= Makuri Stream =

Stream in Taranaki, New Zealand

The Makuri Stream is a tributary of the Pātea River, in the upper catchment among the eastern Taranaki hill country. The Makuri catchment falls entirely within the Stratford district, and takes in the settlements of Huinga, Huiroa and Kiore.

==Geography==
The valley floor lies between 150 and 200 m above sea level, most of which was originally swamplands but is now reclaimed pasture. Rising on each side of the Makuri Stream are often precipitous sandstone-greywacke ridges which vary in height from approximately 300 m in elevation to the peaks of the Mangaotuku and Tarerepo trigs, 365 and 366 m respectively.

==Access==
The Makuri Valley has three different points of access from the populated west. The southern end of the valley where the stream meets the Pātea River is accessed via Toko Road and the settlement of Huinga.
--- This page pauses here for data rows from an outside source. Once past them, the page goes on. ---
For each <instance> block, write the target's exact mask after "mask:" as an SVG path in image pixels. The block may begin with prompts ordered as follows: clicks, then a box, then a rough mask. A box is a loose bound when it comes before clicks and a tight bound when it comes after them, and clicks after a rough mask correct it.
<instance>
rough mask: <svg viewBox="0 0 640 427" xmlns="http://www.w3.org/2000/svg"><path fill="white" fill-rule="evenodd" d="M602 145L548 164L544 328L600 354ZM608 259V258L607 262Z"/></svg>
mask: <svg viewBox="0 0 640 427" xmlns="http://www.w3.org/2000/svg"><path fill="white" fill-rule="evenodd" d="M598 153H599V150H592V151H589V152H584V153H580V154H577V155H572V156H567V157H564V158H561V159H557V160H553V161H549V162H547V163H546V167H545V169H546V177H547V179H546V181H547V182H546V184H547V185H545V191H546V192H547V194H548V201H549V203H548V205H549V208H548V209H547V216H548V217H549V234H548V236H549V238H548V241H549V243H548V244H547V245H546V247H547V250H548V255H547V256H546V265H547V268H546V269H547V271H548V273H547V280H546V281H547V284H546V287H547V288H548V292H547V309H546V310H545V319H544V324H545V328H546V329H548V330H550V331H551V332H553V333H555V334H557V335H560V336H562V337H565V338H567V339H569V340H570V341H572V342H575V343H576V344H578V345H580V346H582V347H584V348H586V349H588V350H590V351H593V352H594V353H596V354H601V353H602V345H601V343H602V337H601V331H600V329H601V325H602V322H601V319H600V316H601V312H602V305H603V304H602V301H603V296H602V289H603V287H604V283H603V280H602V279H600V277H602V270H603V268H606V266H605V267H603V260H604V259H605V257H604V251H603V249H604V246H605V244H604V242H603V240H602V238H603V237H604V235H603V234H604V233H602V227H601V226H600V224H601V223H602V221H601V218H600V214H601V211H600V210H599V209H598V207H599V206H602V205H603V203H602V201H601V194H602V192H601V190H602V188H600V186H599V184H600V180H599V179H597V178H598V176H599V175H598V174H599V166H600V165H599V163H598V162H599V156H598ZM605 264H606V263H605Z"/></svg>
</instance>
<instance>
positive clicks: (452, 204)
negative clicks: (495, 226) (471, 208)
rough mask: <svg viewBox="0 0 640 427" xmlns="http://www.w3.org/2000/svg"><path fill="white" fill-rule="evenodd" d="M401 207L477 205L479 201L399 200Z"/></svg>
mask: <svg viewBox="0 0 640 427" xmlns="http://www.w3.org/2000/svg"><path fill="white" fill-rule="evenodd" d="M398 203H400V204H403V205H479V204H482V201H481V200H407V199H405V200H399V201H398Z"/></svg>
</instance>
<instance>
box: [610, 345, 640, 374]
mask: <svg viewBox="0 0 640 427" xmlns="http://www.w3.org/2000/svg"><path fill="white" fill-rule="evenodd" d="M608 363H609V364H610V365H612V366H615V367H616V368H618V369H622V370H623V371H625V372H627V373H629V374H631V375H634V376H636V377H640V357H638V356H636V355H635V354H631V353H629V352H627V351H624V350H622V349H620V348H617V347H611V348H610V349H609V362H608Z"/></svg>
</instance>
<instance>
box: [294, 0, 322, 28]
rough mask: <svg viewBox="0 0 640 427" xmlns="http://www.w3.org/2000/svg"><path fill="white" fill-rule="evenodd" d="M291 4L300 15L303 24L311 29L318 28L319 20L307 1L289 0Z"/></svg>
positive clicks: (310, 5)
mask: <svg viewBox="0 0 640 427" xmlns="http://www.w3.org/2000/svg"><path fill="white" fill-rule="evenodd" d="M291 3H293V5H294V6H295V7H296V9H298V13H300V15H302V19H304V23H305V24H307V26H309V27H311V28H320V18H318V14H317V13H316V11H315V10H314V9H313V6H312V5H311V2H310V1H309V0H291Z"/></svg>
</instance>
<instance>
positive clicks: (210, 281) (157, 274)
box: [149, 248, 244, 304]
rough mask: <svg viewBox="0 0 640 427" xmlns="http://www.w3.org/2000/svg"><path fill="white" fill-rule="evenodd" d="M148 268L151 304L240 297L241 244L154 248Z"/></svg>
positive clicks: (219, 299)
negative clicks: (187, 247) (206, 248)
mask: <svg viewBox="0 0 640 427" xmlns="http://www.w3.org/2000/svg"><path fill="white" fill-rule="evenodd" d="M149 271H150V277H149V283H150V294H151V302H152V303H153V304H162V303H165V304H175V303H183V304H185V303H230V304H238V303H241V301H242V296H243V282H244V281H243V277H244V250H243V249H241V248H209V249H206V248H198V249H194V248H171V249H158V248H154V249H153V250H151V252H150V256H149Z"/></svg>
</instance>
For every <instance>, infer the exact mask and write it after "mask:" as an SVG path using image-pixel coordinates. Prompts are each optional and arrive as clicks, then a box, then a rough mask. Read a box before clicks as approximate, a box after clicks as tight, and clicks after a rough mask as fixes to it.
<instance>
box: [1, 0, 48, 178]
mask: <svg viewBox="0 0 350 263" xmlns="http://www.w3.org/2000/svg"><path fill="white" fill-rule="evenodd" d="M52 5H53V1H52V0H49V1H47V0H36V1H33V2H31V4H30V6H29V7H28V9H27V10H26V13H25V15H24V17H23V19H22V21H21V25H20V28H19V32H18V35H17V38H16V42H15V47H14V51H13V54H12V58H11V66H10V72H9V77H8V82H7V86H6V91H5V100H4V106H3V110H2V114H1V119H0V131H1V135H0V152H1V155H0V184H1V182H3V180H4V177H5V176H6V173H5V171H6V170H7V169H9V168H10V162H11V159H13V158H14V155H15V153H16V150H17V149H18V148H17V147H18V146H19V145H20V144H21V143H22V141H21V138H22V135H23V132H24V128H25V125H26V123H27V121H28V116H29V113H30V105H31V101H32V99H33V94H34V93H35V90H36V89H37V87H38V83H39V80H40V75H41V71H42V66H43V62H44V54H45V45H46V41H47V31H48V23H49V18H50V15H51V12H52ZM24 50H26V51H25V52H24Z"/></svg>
State Highway 43 crosses the Makuri valley between the Douglas and Strathmore Saddles, where Walter Road gives access to the Makuri valley to the north, and Mangaotuku Road gives access to the south. The upper parts of the catchment are reached via Douglas Road and the settlements of Huiroa and Kiore.

==Land use==
Nearly all of the catchment is cleared of bush, and is farmed predominantly as sheep and beef units.